In the Christian Church we have been taught that there is only one way. This has led to the denial of mystery and ambivalence. We cannot cope with the fact that there may be two or even three ways of interpreting something.

Christian fundamentalism is a fairly recent phenomena.

When we have lived with ambiguity, which is for much of the history of the Christian Church, we have been at our best, at our most effective.

When certainties are preached and expected dangers ensue, discrimination and persecution follow.

When we claim that scripture is clear and unambiguous, when the law takes precedent over grace, we have missed out on a basic truth.

Some years ago I recall reading a poem found by a nurse as she cleared the cabinet of an elderly person who had died. It began ‘What do you see?’ and relays all the joys of a past life, a life that the poet believes the nursing staff cannot see for they can only see an old lady dribbling her food and with glazed over eyes. Then of course a response is penned from the nurse’s perspective. A wholly different view is presented.

There is a wonderful text within Luke’s account of the Transfiguration. It is the verse ‘but since they had stayed awake, they saw his glory.’

Of course in a few weeks’ time, not on a mountain in daylight but in a garden at night, a garden shaded by olive trees and the shadow of the Temple, they would not stay awake. They would be prompted, despite all the warnings, time and again, to keep watch and they could not.

But for now, they are awake. They are awake to fresh possibilities.

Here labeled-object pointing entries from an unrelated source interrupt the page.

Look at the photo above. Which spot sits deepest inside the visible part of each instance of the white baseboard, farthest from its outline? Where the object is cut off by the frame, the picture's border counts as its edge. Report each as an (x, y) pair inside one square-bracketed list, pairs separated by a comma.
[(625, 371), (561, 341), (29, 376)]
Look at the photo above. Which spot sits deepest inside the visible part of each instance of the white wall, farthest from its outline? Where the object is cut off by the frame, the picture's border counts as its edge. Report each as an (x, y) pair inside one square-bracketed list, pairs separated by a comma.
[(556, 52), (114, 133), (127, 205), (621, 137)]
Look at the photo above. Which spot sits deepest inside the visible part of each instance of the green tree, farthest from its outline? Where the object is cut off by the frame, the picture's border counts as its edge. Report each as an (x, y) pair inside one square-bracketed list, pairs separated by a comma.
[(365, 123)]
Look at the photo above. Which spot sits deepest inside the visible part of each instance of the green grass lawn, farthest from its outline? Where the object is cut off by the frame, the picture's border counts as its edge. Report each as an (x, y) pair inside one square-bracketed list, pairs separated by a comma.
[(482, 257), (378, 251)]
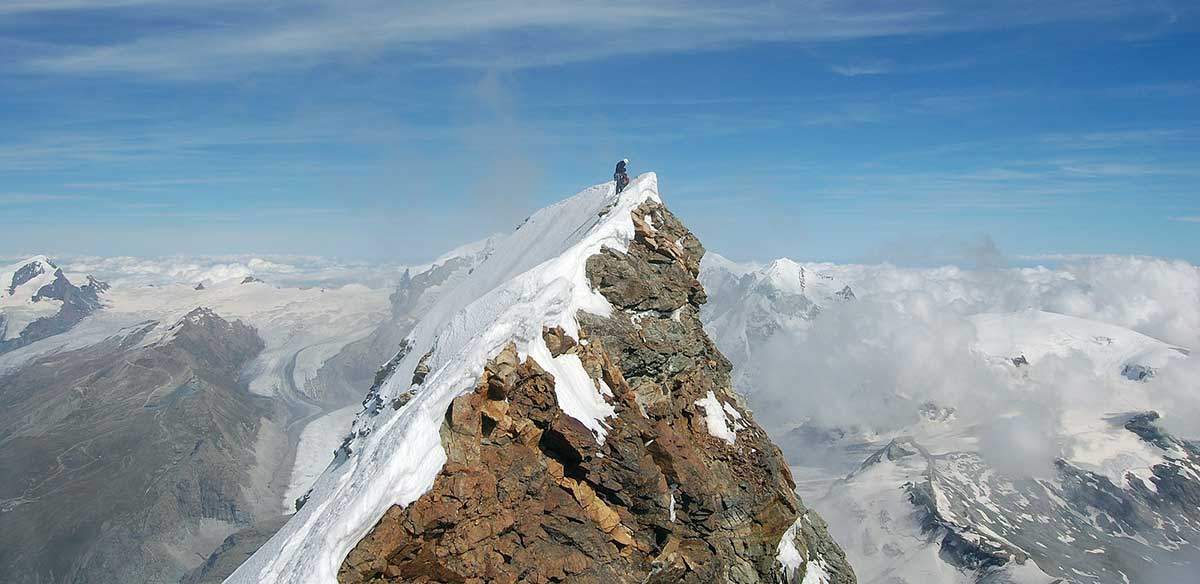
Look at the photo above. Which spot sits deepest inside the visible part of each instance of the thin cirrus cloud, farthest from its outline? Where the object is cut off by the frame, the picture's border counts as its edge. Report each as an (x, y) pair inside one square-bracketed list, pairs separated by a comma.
[(492, 34)]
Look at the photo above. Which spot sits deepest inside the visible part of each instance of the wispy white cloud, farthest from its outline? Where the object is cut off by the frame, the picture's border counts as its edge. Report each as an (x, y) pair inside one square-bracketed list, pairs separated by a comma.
[(497, 34), (863, 68), (35, 198)]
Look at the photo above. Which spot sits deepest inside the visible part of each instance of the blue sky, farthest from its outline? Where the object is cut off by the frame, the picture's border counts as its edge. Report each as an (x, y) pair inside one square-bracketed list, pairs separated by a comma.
[(858, 131)]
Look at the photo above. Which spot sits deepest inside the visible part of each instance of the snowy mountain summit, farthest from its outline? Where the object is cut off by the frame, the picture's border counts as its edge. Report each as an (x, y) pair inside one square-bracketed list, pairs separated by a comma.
[(37, 301), (559, 416)]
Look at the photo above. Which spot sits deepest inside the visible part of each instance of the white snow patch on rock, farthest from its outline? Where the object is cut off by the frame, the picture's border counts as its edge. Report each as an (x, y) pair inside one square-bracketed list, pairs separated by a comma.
[(535, 278), (714, 417)]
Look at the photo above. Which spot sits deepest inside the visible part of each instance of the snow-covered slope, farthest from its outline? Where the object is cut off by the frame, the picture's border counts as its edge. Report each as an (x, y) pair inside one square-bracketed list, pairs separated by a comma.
[(39, 301), (533, 280), (749, 303), (18, 288)]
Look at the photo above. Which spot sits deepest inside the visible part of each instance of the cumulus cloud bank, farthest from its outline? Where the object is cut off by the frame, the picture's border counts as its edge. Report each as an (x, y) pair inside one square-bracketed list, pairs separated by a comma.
[(909, 338), (282, 270)]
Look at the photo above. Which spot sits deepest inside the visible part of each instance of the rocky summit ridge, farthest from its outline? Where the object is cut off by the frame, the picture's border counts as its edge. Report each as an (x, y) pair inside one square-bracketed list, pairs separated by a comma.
[(564, 419)]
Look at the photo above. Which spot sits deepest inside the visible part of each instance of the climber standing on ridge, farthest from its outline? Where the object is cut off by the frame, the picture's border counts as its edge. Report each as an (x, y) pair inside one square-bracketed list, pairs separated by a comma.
[(619, 175)]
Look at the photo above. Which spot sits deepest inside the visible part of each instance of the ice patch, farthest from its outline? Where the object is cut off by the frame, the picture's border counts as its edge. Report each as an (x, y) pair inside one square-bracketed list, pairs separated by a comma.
[(535, 278), (714, 417)]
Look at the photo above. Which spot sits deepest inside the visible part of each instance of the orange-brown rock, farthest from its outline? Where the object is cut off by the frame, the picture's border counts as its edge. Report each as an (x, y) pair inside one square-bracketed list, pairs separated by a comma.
[(529, 494)]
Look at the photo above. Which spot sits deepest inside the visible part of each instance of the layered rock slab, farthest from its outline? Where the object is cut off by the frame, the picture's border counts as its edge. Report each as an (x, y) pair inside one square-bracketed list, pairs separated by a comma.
[(531, 494)]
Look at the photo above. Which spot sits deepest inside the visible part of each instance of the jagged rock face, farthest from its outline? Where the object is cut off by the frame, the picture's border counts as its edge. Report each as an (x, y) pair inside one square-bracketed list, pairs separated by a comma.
[(125, 461), (531, 494), (76, 303)]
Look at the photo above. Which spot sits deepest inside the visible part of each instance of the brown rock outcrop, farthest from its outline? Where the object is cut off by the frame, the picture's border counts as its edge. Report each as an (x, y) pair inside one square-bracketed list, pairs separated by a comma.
[(531, 494)]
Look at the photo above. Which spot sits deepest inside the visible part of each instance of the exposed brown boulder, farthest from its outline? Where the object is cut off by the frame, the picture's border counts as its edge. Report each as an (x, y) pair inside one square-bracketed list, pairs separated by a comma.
[(529, 494)]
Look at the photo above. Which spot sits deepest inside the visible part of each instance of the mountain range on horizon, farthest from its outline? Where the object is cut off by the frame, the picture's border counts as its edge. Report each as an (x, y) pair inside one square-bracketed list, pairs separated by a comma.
[(609, 393)]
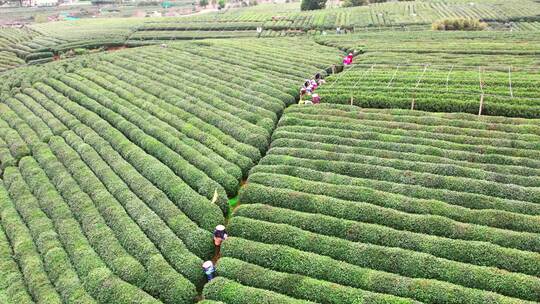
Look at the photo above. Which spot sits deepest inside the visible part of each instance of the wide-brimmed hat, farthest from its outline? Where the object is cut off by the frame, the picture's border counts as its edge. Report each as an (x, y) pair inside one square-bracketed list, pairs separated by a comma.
[(208, 264)]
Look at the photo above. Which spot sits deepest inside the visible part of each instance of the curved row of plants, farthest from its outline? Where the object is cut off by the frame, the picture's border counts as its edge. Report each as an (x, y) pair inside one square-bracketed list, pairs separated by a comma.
[(116, 170), (343, 189)]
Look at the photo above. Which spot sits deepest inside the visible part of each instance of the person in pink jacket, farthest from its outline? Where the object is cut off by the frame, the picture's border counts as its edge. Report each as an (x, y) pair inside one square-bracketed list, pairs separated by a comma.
[(348, 60)]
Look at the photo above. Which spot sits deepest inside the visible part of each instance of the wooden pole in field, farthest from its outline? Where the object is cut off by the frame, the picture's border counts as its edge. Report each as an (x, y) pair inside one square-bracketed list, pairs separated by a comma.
[(393, 76), (480, 71), (481, 104), (510, 81), (417, 84), (448, 77)]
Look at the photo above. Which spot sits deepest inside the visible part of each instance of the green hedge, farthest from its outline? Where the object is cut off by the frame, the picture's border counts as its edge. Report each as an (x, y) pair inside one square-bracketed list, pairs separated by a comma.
[(192, 163), (299, 286), (12, 281), (95, 228), (163, 88), (518, 175), (195, 127), (25, 252), (418, 165), (228, 291), (286, 259), (453, 123), (149, 237), (477, 253), (192, 177), (94, 148), (42, 130), (374, 140), (444, 133), (55, 125), (128, 99), (401, 137), (38, 55), (380, 194), (404, 262), (193, 205), (57, 263), (77, 239), (362, 212)]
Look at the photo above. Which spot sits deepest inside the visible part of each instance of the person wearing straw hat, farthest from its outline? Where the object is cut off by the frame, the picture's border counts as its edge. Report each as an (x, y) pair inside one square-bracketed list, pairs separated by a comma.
[(348, 60), (219, 235), (316, 99), (319, 80), (209, 270)]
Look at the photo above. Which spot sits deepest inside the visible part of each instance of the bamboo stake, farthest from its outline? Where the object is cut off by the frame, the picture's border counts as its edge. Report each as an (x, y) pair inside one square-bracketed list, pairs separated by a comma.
[(510, 81), (448, 77), (393, 76), (482, 90), (421, 76), (481, 104), (417, 84), (362, 77)]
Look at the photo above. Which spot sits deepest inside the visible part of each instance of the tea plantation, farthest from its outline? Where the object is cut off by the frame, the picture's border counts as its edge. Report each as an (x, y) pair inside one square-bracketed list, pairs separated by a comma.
[(124, 142)]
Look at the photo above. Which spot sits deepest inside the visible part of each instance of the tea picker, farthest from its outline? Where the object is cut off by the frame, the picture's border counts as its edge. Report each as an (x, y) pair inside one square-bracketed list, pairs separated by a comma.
[(219, 235), (348, 60), (209, 270)]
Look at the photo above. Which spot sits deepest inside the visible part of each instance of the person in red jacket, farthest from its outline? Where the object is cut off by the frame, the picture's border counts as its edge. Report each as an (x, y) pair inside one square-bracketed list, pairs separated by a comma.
[(316, 99), (348, 60)]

They would interpret the event in their own way. It would be an experience to be recounted again and again, that day on the mountain when the light shone, a voice was heard and there was no room for doubt. Jesus is Lord. He is the fulfillment of Law and Prophecy.

Others might have seen it differently. Many still see things differently. They are not open and receptive. They are not awake to the possibility of seeing something new. Scripture is merely print on a page, experience merely a fleeting moment that is illusion and meaningless.

And now back to 1996.

I began by recalling my visit to Main Road, Manchester for the Oasis concert in April of that year.

A few months later it was announced that Oasis would be the headline act at a concert at Knebworth. It would surpass the numbers that attended the Led Zeppelin concert more than two decades before.

It was, of course, sometime before internet ticket sales. If you wanted a ticket you either spent the day on the phone or queued. Knowing that the queues in Manchester would be enormous rendering a ticket nigh on impossible to acquire I set off very early on the morning the tickets were to go on sale and travelled down the M6 to Wolverhampton.

I arrived at about 6.25 am with a little over two-and-a-half hours to go before the box office opened.

Even then the queue was huge. There were probably 250 in front of us.

After a while I got talking to some of the lads around me. Inevitably these lads in their early 20’s wondered why a guy in his late 30’s was keen on getting his hands on Oasis concert tickets. Then it got round to what I did for a living. They had great difficulty believing it. But eventually they came round to the fact that a minister of religion was standing in a queue for hours on end in an attempt to get hold of tickets for Knebworth.

At one point one of the lads went off for some snacks. He came back with a Mars bar and a can of coke for me.

The time passed and eventually the doors opened. We must have been another hour or two before we finally got near the door. As we did a big burly doorman came out and worked his way along the line asking how many tickets each person wanted. Just after he passed us he announced that there were no tickets available beyond that point. There must have been another 250 behind us whose wait had been in vain.

My new acquaintances went in before me and bought their tickets. AS I turned having purchased mine I saw them standing by the exit door. ‘Where are you parked mate?’ one asked. ‘In the multi-storey’ I replied. ‘We’ll come with you’ another promised. And they did. They accompanied me back to the car and only left me when I pulled away. They were intent on ensuring that I wasn’t going to be mugged for my tickets by those in the disappointed and agitated crowd.

To many that was a kindly gesture.

But try telling me that a Mars bar and a can of coke isn’t a sacrament.